Третьесортный, из отбросов производства, героин. Такой же кокаин. И то, что здесь называли опиумом, — коричневое, попахивающее навозом дерьмо. От регулярного употребления которого, человек превращался в животное уже через месяц. С этого мгновенья до гробовой доски его отделяло от трех до десяти лет. В зависимости от природного состояния здоровья.
На углах улиц околачивались невзрачные, поплевывающие семечками, продавцы. Нужно было лишь отдать им деньги, — и такой благодетель кивнет тебе на пустую сигаретную пачку в канаве. Ты схватишь ее жадно, — и в ней найдешь долгожданное, — дозу, завернутую в обрывочек местной прессы.
В которой, — а Гвидонов просмотрел годовую подписку, — ни слова не было о волне небывалого счастья, захлестнувшего город.
А все какие-то более важные вещи…
Как-то получалось, что вместо того, чтобы пользоваться днями досуга и изучать тонкости буддизма, Гвидонов все чаще захлопывал очередной пыльный талмуд, и смотрел куда-то, не видя, перед собой.

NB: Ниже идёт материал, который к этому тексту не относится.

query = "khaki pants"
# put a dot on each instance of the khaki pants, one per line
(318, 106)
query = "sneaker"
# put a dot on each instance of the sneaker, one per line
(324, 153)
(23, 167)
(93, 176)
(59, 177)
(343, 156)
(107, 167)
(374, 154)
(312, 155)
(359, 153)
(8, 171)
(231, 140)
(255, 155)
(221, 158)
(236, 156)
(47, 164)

В какие-нибудь абстрактные одурманенные зельем глаза… До которых ему, как до и фени, нет никакого дела.
Большой пряник и большой кнут.
Больше ничего.
Только кнут и пряник, — и бесчисленное количество коктейлей, составленное из этих двух составляющих. Побольше кнута, поменьше пряника, поменьше кнута, побольше пряника… А то и вовсе можно обойтись без пряника, пряник, — несказанное счастье.